A motorcyclist changes the velocity of his bike from 20.0 meters/second to 35.0 meters/second under a constant acceleration of 4.00 meters/second2. How long does it take the bike to reach the final velocity?
((35.0-20.0) m/s) / (4.00 m/s^2) = 3.75s
3.75
To find the time it takes for the bike to reach the final velocity, we can use the following equation:
vf = vi + at
Where:
vf = final velocity = 35.0 m/s
vi = initial velocity = 20.0 m/s
a = acceleration = 4.00 m/s^2
t = time (unknown)
Rearranging the equation to solve for t, we have:
t = (vf - vi) / a
Plugging in the given values:
t = (35.0 m/s - 20.0 m/s) / 4.00 m/s^2
Simplifying:
t = 15.0 m/s / 4.00 m/s^2
t = 3.75 s
Therefore, it takes the bike 3.75 seconds to reach the final velocity.
To find the time it takes for the bike to reach the final velocity, we can use the equation:
\(v = u + at\)
Where:
- \(v\) is the final velocity (35.0 m/s)
- \(u\) is the initial velocity (20.0 m/s)

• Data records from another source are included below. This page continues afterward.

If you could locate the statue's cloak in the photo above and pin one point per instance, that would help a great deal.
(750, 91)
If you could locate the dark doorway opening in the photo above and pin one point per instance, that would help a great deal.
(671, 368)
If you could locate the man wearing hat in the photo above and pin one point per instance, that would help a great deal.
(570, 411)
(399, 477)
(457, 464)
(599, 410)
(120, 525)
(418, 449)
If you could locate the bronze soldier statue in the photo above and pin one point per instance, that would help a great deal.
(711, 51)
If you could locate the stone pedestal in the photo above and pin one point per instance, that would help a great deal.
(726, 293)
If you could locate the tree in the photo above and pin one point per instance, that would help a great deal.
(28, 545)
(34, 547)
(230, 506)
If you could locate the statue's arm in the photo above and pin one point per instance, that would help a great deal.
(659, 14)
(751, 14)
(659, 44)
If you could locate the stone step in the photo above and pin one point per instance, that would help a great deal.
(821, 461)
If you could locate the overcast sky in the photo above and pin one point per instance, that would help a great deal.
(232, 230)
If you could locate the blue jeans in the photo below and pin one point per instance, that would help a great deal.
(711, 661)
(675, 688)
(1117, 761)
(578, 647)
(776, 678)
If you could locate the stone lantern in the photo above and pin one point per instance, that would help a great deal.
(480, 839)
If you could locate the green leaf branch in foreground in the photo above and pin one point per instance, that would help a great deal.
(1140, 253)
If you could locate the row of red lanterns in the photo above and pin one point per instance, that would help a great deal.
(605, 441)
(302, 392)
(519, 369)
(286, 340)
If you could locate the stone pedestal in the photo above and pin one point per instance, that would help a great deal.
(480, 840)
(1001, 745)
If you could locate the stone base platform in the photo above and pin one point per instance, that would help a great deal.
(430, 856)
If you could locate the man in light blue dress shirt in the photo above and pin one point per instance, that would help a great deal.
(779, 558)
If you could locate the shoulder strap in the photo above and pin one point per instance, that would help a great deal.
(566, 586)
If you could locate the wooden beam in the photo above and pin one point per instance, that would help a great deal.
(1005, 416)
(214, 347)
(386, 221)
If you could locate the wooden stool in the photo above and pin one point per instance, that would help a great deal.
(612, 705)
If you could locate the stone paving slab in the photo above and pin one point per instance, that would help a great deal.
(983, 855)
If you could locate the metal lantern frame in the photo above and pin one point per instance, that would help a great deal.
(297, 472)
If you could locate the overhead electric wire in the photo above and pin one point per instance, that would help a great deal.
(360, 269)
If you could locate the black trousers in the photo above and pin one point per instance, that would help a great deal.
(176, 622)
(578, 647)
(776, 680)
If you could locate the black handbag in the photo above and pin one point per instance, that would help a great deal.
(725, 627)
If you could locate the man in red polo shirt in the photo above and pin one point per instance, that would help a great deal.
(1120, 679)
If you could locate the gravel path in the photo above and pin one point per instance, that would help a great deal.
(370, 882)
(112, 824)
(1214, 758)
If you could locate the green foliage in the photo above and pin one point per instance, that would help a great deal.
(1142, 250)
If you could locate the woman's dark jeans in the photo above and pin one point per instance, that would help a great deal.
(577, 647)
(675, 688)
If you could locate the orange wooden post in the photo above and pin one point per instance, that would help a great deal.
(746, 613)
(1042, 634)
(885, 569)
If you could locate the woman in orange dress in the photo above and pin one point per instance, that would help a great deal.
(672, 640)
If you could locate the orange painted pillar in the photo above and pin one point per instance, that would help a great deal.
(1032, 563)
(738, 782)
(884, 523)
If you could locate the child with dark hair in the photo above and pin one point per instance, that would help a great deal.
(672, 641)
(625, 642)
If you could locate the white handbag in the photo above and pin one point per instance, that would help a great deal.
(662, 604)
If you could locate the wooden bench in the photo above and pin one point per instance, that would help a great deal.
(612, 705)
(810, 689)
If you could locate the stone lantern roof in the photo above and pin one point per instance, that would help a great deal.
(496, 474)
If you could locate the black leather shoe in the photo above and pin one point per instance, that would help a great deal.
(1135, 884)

- \(a\) is the acceleration (4.00 m/s²)
- \(t\) is the time taken to reach the final velocity (unknown)
Rearranging the equation to solve for \(t\), we get:
\(t = \frac{{v - u}}{{a}}\)
Substituting the given values into the equation:
\(t = \frac{{35.0 \, \text{m/s} - 20.0 \, \text{m/s}}}{{4.00 \, \text{m/s²}}}\)
Calculating:
\(t = \frac{{15.0 \, \text{m/s}}}{{4.00 \, \text{m/s²}}}\)
\(t = 3.75 \, \text{s}\)
Therefore, it takes the bike 3.75 seconds to reach the final velocity of 35.0 m/s.